Alki Trail: Take the time to head to West Seattle’s Alki Beach, where the shore-hugging trail welcomes bikers, rollerbladers, runners and walkers. The trail wraps around Duwamish Head, the site of an old amusement park and working lighthouse, and offers some of the most breathtaking views of Seattle. Most of the trail is easily navigable, but watch out for crowded, sunny weekends and more traffic as you approach the West Seattle Bridge segment.

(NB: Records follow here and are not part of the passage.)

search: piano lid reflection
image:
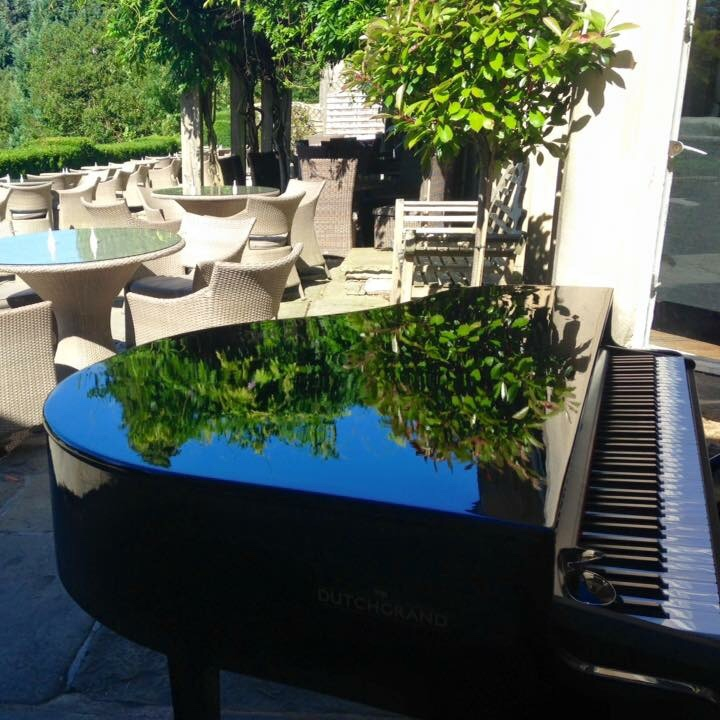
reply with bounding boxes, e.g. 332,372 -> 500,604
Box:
45,287 -> 720,718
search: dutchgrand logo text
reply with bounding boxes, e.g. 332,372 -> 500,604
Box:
317,587 -> 448,628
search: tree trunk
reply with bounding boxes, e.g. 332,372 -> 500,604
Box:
200,90 -> 224,187
260,78 -> 275,152
420,156 -> 457,201
180,87 -> 203,193
230,67 -> 252,175
273,84 -> 292,190
470,151 -> 495,287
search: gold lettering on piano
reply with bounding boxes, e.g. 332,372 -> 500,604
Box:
317,587 -> 448,628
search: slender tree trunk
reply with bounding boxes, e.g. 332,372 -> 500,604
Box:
230,67 -> 248,175
180,87 -> 203,192
470,150 -> 495,287
260,78 -> 275,152
200,89 -> 223,187
420,156 -> 458,201
273,83 -> 292,190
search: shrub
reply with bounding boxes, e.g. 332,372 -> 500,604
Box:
0,136 -> 180,177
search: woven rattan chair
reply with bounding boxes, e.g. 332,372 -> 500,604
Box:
287,179 -> 328,277
234,190 -> 305,298
95,170 -> 130,203
127,213 -> 255,297
148,158 -> 180,190
25,173 -> 67,192
80,199 -> 180,232
0,302 -> 56,455
147,155 -> 175,170
125,245 -> 302,344
5,182 -> 53,235
123,165 -> 148,208
57,175 -> 100,230
138,185 -> 187,220
298,155 -> 358,257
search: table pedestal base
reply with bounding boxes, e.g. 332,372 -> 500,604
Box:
21,262 -> 140,370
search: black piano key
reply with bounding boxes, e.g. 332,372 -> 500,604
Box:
578,355 -> 720,632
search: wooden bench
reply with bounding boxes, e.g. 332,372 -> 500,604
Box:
392,164 -> 525,302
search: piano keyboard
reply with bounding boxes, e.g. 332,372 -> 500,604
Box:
578,353 -> 720,636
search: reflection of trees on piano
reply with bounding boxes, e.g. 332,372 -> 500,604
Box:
348,288 -> 572,478
93,288 -> 569,477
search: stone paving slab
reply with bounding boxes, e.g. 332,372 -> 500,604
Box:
68,626 -> 399,718
0,695 -> 394,720
0,528 -> 93,704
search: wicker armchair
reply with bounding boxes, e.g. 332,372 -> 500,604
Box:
298,155 -> 358,257
5,182 -> 53,235
287,179 -> 328,276
57,175 -> 100,230
138,185 -> 187,220
0,302 -> 56,455
146,155 -> 175,170
125,245 -> 302,344
95,170 -> 130,203
80,198 -> 180,232
25,173 -> 67,192
123,165 -> 148,208
148,158 -> 180,190
233,190 -> 305,298
127,213 -> 255,288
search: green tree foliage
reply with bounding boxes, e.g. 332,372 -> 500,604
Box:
0,0 -> 178,146
348,0 -> 631,163
18,15 -> 177,142
93,288 -> 572,479
0,68 -> 21,147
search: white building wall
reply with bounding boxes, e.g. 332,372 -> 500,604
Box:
553,0 -> 687,346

Burke Gilman Trail: This nearly 30-mile trek around the city is perfect for anyone willing to move: hardcore runners and bikers, kids getting on their wheels for the first time, dog walkers and people taking the long, slow walk to nowhere. It features a lake, a river and lots of places to get off and explore the neighborhoods.
Stairways: Seattle is a city of hills, and the city’s many public stairways offer plenty of butt-busting climbs. Try the funky Fremont neighborhood, historical Queen Anne or the glorious Golden Gardens climb for striking views of the Olympic Mountains and Puget Sound.
Stand-up Paddle: Take advantage of the region’s glassy-calm waters and try this not-quite-surfing, not-quite-sailing exercise that hails from Hawaii. Whats Sup (SUP is for “stand-up paddle boards,” get it?) offers lessons and rentals with locations in Bothell and Kenmore; Northwest Paddle Surfers has lots of locations for rentals and also features paddle-board yoga classes.
Rock out: Seattle Bouldering Project is one of the most comprehensive rock climbing gyms anywhere, with soaring climbing facilities, lessons for all levels, and additional fitness and yoga glasses.